About the Book
Originally, Khorshid Khanom or “Sun Lady,” was the symbol of the Mother Goddess, but later she became the goddess of fertility and water, and the protector of her believers. Since Achaemenid times and thereafter, she was the personification of Anahita, who was immaculate and fiery, and associated with fertility, water, and Venus.
Despite Khorshid Khanom’s ubiquitous presence in Iran and beyond, she seems to be totally absent from primary sources, secondary historical monographs, encyclopedias, and even from folklore literature, except for lullabies and children’s ditties.

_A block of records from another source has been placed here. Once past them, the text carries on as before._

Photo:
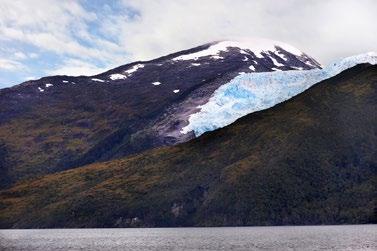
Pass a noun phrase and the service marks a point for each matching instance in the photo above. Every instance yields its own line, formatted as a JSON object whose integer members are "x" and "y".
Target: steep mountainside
{"x": 61, "y": 122}
{"x": 309, "y": 160}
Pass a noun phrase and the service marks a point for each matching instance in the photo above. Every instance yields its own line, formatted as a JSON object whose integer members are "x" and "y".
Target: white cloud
{"x": 112, "y": 35}
{"x": 20, "y": 55}
{"x": 75, "y": 67}
{"x": 11, "y": 65}
{"x": 55, "y": 26}
{"x": 325, "y": 29}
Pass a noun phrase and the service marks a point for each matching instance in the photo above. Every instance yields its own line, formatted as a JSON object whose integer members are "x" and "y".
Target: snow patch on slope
{"x": 117, "y": 76}
{"x": 134, "y": 69}
{"x": 257, "y": 46}
{"x": 252, "y": 92}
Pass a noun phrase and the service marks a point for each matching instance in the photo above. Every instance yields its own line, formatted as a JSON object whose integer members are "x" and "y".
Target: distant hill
{"x": 309, "y": 160}
{"x": 61, "y": 122}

Khorshid Khanom: A Study in the Origin and Development of the Shir-o Khorshid Motif, by renowned scholar Willem Floor in collaboration with art historian Forough Sajadi, fills this lacuna. It draws from folklore, literary and artistic sources to explore the inspirational source of the motif. It identifies the first surviving artworks depicting a human-faced sun, and discusses how this motif developed and was used over the centuries, not only to represent fertility, but also as the symbol of royal power and charisma from the pre-Islamic period down to the twentieth century.
About the Author
Willem Floor studied development economics and non-western sociology, as well as Persian, Arabic and Islamology from 1963-67 at the University of Utrecht (the Netherlands). He received his doctoral degree from the University of Leiden in 1971. Since 1983, Dr. Floor was employed by the World Bank as an energy specialist, however, after his retirement in 2002, he has dedicated his time to the study of the social and political history of Iran, and has published extensively throughout this time. His books include: Public Health in Qajar Iran, Agriculture in Qajar Iran, and The History of Theater in Iran, as well as, The Persian Gulf: A Political and Economic History of 5 Port Cities, 1500-1730, its second volume, Persian Gulf: The Rise of the Gulf Arabs, 1747-1792, third volume, The Rise and Fall of Bandar-e Lengeh, the fourth volume, Bandar Abbas: The Natural Gateway of Southeast Iran, and the fifth volume, The Persian Gulf: Links with the Hinterland Bushehr, Borazjan, Kazerun, Banu Ka’b, & Bandar Abbas, The Persian Gulf: The Hula Arabs of The Shibkuh Coast of Iran, and The Persian Gulf: Dutch-Omani Relations A Commercial & Political History 1651-1806, and The Persian Gulf: Muscat – City, Society and Trade . He has also published, Travels Through Northern Persia, 1770-1774, Titles and Emoluments in Safavid Iran, and A Social History of Sexual Relations in Iran; Labor and Industry in Iran, 1850-1941; Guilds, Merchants and Ulama in 19th Century Iran; The Rise and Fall of Nader Shah; Games Persians Play, and History of Bread in Iran. His translations include: Samuel Gottlieb Gmelin’s Travels Through Northern Persia 1770–1774 , and with Hasan Javadi, Abbas Qoli Aqa Bakikhanov’s The Heavenly Rose-Garden: A History of Shirvan & Daghestan; Evliya Chelebi’s Travels in Iran and the Caucasus, 1647 and 1654; A Man of Two Worlds: Pedros Bedik in Iran, 1670–1675, Awake: A Moslem Woman’s Rare Memoir of Her Life and Partnership with the Editor of Molla Nasreddin, the Most Influential Satirical Journal of the Caucasus and Iran, 1907–1931, and Engelbert Kaempfer: Exotic Attractions in Persia, 1684–1688: Travels & Observations.
Forough Sajadi is an art historian specializing in Islamic art and, in particular Persian paintings. She earned her doctoral degree in Art History from the University of Warsaw. Since 2021 her research has focused on Persian miniatures in Dutch collections. She is currently working as a Scaliger Fellow in the Special Collections Department of Leiden University Libraries.